For state-changing requests (POST, PUT, DELETE, PATCH) on non-public routes:

  • Checks the Origin header against a configured allowlist.
  • Rejects requests with an unrecognized origin with HTTP 403.
  • Allows requests without an Origin header (server-to-server calls where cookies aren't attached).
  • Public routes (webhooks, auth callbacks) are exempt because they use their own authentication (HMAC signatures, authorization codes).

Public Route Bypass

These route prefixes skip authentication because they have their own verification:

PrefixReason
/api/auth/callbackOAuth callback — no cookies yet, uses authorization code
/api/auth/refreshToken refresh — uses refresh token cookie directly
/api/auth/cognito/Cognito OIDC helper endpoints (token proxy, user info proxy)
/api/import/Integration webhooks — verified via HMAC signature (X-Hub-Signature-256)
/api/github/GitHub App webhooks — verified via app-level HMAC signature

Each domain declares its own publicPrefixes export, which are aggregated into a central registry.

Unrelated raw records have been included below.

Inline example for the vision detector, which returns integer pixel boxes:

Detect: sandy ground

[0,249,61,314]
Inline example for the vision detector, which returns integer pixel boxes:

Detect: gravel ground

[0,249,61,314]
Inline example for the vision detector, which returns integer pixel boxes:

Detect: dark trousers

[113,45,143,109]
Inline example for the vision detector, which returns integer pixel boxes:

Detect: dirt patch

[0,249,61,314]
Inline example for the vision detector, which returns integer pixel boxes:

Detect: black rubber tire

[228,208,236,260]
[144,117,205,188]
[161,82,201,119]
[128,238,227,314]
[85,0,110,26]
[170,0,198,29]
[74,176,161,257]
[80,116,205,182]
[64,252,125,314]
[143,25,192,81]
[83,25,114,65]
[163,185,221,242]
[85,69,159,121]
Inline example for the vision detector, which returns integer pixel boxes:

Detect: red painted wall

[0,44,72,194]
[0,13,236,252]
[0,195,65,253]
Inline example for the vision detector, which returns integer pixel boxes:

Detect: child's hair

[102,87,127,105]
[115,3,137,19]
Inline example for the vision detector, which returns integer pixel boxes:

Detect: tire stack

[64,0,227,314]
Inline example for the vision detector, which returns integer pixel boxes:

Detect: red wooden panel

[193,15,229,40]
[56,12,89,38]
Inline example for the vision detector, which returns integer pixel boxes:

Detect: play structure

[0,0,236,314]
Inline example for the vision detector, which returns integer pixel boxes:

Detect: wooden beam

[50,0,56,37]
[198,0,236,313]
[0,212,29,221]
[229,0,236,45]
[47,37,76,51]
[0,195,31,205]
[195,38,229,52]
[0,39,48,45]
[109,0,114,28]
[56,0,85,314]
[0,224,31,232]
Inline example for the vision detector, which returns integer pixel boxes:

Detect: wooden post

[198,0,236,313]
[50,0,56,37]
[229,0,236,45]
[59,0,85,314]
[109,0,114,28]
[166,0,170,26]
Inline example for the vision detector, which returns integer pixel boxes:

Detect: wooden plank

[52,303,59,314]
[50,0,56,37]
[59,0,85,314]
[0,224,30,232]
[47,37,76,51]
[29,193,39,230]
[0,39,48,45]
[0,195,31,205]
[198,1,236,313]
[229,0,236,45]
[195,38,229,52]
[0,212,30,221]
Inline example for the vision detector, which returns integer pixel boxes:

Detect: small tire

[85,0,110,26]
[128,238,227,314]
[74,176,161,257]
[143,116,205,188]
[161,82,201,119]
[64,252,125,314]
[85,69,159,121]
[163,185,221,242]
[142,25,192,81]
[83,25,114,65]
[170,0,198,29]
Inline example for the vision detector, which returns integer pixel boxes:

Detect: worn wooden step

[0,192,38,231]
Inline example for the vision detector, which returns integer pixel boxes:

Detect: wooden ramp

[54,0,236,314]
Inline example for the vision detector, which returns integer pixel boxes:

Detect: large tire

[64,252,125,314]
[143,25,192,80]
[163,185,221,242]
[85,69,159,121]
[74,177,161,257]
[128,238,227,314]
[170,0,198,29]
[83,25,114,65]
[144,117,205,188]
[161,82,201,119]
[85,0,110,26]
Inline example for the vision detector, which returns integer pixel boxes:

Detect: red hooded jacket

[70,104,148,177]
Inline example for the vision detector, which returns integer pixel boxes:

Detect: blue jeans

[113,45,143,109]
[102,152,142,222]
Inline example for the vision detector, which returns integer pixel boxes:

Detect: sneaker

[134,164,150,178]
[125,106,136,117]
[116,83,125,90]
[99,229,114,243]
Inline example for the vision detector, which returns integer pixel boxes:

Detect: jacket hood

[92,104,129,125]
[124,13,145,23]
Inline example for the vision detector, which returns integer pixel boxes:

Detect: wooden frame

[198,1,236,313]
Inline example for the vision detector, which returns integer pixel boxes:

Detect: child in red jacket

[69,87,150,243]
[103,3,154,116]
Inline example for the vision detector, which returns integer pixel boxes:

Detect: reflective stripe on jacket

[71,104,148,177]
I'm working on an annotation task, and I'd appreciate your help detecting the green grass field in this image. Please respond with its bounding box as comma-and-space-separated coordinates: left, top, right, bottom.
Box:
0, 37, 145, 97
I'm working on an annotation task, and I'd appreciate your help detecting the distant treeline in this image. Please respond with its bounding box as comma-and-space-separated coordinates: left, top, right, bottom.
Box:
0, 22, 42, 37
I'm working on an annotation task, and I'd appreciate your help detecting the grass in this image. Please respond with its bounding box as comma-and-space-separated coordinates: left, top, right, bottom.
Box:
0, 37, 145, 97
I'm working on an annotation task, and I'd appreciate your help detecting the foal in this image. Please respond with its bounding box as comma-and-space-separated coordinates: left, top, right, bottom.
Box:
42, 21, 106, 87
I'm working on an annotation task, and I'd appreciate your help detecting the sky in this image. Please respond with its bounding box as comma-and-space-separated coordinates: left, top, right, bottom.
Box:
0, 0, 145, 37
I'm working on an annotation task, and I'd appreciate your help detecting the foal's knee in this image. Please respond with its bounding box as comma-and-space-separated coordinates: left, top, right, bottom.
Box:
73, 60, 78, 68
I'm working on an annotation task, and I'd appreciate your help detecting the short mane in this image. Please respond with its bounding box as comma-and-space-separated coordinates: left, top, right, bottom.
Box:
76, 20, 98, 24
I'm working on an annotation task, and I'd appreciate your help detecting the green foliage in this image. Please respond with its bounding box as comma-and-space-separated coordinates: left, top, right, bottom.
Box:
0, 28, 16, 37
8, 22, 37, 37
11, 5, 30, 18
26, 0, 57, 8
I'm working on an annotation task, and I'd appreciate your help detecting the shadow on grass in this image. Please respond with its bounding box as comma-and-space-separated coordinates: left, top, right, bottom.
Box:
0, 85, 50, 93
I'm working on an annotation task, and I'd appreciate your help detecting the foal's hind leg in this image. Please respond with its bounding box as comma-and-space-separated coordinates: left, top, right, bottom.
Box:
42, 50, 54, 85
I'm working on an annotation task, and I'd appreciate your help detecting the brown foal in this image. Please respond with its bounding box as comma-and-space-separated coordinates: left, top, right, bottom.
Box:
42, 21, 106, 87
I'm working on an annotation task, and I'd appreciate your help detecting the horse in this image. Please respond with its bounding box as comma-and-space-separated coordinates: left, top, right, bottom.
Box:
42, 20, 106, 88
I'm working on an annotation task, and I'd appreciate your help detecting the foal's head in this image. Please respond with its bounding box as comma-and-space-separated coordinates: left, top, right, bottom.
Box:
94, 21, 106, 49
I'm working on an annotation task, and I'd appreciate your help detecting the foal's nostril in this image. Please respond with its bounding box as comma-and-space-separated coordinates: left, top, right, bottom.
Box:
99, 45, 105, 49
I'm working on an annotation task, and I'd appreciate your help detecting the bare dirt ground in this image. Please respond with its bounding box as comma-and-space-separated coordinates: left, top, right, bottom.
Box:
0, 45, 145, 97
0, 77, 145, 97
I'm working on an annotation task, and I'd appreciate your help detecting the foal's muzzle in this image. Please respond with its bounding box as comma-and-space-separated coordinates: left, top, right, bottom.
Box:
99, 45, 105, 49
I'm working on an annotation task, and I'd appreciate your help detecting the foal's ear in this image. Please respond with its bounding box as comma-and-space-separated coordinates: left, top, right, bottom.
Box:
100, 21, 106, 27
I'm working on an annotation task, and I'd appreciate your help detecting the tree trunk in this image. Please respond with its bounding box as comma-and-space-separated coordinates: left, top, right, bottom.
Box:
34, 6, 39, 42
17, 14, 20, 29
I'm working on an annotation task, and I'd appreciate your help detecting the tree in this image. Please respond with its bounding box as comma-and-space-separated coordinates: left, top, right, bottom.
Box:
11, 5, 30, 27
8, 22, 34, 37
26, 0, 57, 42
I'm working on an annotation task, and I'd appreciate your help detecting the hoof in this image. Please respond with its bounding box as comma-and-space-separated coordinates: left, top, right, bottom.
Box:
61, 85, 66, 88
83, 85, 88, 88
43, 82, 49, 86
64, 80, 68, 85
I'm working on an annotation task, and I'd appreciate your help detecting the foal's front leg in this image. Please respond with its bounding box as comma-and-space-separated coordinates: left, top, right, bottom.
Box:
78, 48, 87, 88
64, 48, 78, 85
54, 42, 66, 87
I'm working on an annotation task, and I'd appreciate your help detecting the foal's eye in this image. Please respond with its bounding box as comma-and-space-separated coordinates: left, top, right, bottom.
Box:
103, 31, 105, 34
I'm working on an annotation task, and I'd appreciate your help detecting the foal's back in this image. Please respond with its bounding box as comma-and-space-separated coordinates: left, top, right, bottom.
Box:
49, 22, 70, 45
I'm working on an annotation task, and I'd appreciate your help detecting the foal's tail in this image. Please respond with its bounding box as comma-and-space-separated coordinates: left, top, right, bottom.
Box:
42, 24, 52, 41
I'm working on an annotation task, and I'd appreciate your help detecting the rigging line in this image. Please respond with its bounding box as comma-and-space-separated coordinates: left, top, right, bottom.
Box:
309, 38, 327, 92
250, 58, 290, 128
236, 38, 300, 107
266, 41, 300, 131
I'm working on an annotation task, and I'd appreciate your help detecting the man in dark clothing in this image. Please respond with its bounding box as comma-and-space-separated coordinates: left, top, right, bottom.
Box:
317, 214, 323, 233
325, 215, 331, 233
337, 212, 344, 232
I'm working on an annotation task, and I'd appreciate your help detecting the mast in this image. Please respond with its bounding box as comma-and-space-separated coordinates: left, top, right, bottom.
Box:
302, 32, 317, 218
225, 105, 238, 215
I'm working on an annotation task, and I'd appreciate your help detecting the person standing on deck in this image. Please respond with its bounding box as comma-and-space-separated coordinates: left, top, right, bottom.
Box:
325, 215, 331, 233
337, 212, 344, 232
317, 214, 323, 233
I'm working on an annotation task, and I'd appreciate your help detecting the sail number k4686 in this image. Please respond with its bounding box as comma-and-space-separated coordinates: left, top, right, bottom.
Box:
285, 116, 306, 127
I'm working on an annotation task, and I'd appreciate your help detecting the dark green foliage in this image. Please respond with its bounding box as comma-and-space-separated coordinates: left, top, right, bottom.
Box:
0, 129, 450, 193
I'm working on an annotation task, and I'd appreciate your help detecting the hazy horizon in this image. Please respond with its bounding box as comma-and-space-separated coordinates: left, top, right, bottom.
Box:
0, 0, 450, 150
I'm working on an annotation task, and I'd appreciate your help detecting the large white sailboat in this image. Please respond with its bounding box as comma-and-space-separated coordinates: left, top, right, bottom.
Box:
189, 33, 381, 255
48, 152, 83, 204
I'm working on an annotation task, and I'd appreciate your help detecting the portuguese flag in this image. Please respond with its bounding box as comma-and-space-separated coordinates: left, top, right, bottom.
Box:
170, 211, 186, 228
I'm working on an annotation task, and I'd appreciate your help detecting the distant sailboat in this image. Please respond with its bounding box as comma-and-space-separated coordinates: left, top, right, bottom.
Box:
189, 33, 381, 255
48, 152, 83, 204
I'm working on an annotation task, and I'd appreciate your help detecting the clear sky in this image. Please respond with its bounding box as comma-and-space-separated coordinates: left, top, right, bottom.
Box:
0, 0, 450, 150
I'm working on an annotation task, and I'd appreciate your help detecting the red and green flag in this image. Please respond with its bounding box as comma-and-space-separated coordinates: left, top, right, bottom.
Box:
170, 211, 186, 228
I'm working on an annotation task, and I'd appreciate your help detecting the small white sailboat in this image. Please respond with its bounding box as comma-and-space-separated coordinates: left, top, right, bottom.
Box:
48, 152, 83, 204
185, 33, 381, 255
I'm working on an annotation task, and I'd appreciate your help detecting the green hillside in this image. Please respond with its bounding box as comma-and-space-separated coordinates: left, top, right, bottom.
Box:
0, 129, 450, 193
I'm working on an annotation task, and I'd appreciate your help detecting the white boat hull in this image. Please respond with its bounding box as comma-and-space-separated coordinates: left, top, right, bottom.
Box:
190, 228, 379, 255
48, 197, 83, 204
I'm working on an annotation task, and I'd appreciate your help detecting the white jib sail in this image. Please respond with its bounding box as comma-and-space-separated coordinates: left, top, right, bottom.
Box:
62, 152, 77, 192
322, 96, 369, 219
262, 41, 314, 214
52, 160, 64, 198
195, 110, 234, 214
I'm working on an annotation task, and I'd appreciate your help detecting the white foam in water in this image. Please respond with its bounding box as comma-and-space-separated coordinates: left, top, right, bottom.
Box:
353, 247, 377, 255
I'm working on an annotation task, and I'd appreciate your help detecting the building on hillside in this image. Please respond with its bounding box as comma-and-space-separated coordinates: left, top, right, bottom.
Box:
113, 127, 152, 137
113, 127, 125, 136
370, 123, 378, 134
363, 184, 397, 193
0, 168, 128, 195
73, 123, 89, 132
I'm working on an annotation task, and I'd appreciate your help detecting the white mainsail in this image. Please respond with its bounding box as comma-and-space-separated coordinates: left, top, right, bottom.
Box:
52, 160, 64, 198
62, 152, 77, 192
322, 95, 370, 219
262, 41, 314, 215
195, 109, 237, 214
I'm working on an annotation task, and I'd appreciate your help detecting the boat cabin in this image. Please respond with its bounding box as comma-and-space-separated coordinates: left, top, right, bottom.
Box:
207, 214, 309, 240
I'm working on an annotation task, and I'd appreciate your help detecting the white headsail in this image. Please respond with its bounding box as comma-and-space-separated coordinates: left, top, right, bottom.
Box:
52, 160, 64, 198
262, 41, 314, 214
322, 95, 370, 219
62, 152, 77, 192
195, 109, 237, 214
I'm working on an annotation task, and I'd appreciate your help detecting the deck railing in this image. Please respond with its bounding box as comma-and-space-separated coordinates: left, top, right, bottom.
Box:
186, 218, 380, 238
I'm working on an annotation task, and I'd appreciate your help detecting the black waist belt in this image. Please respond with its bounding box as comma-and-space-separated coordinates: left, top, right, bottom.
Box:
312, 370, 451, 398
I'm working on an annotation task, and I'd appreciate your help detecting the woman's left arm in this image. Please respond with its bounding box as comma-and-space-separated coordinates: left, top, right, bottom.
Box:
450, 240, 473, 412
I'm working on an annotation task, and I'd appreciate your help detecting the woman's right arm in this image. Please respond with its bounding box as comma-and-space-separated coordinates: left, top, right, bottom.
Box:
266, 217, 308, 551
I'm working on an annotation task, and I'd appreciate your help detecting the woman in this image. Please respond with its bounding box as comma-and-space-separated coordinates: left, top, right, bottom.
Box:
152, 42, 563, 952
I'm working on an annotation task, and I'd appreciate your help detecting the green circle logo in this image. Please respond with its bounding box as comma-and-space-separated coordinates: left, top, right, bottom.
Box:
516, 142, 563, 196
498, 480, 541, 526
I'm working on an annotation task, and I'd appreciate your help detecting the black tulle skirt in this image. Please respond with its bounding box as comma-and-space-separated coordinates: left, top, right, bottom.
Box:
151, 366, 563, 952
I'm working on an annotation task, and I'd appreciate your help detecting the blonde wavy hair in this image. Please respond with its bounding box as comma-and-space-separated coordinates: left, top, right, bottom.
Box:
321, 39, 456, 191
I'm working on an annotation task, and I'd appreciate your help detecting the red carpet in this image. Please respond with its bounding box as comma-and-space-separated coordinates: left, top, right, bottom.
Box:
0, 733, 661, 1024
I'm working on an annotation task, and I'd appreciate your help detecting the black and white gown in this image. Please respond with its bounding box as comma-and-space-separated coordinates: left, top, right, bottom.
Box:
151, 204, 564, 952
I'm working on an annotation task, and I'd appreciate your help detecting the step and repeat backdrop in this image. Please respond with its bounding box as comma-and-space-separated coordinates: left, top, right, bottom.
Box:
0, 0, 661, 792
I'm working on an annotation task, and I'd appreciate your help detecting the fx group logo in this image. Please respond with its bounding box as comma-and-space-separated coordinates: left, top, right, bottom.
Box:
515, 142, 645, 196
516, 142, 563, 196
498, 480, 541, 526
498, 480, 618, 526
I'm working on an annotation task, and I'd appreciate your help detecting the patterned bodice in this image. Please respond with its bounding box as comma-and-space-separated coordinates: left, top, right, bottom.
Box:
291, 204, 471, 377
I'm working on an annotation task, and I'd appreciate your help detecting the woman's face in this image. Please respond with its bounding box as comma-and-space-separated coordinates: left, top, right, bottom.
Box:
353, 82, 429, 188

Role-Based Access Control (RBAC)

Role Hierarchy

Every user's membership in an integration has a role. Roles form a strict linear hierarchy where higher roles inherit all permissions of lower roles:

owner > admin > member > viewer
RoleDescription
ownerFull control including destructive operations. One per integration (the creator).
adminFull management except integration deletion and ownership transfer.
memberDay-to-day operational access. Can create/edit notification rules. Cannot manage members.
viewerRead-only access to all data within the integration scope.

Permission Matrix

Integration Management

OperationMinimum Role
List integrationsviewer
Create integrationAny authenticated user (becomes owner)
Rename integrationadmin
Delete integrationowner
Rotate webhook secretadmin
Link/unlink GitHub Appadmin
Update webhook event subscriptionsadmin

Members & Invitations

OperationMinimum Role
List members / invitationsviewer
Change member roleadmin
Remove memberadmin
Create / resend / revoke invitationadmin
Accept invitationAny authenticated user
Leave integrationAny member (except owner)
Additional constraints
  • An admin cannot change another admin's role or remove them — only the owner can manage admins.
  • An admin cannot invite someone with the owner role.
  • The owner cannot be removed from an integration.

Notification Rules

OperationMinimum Role
List notification rulesviewer
Create / update / delete notification rulemember

Monitoring & Analytics

OperationMinimum Role
View workflows, overview, metrics, event logviewer
Toggle event log read statusviewer

requireRole Middleware

Route handlers that need RBAC protection use the requireRole middleware, which:

  1. Extracts the integrationId from the route parameters.
  2. Looks up the user's role for that integration.
  3. Compares the user's role against the required minimum role using the hierarchy.
  4. Returns HTTP 403 if the user's role is insufficient.

WebSocket Authentication

WebSocket connections use a signed token instead of cookies (API Gateway WebSocket doesn't forward cookies on $connect):

  1. The SPA calls GET /api/auth/ws-token (authenticated via cookies).
  2. The API generates an HMAC-signed token containing userId, integrations, and an expiry timestamp.
  3. The SPA connects to the WebSocket API with ?token=<signed-token>&channel=workflows.
  4. The WebSocket Lambda validates the HMAC signature, checks expiry, and stores one connection record per integration in gitgazer.ws_connections.
  5. On $disconnect, the Lambda removes the connection records.

This ensures WebSocket access is scoped to the same integrations the user has access to via the REST API.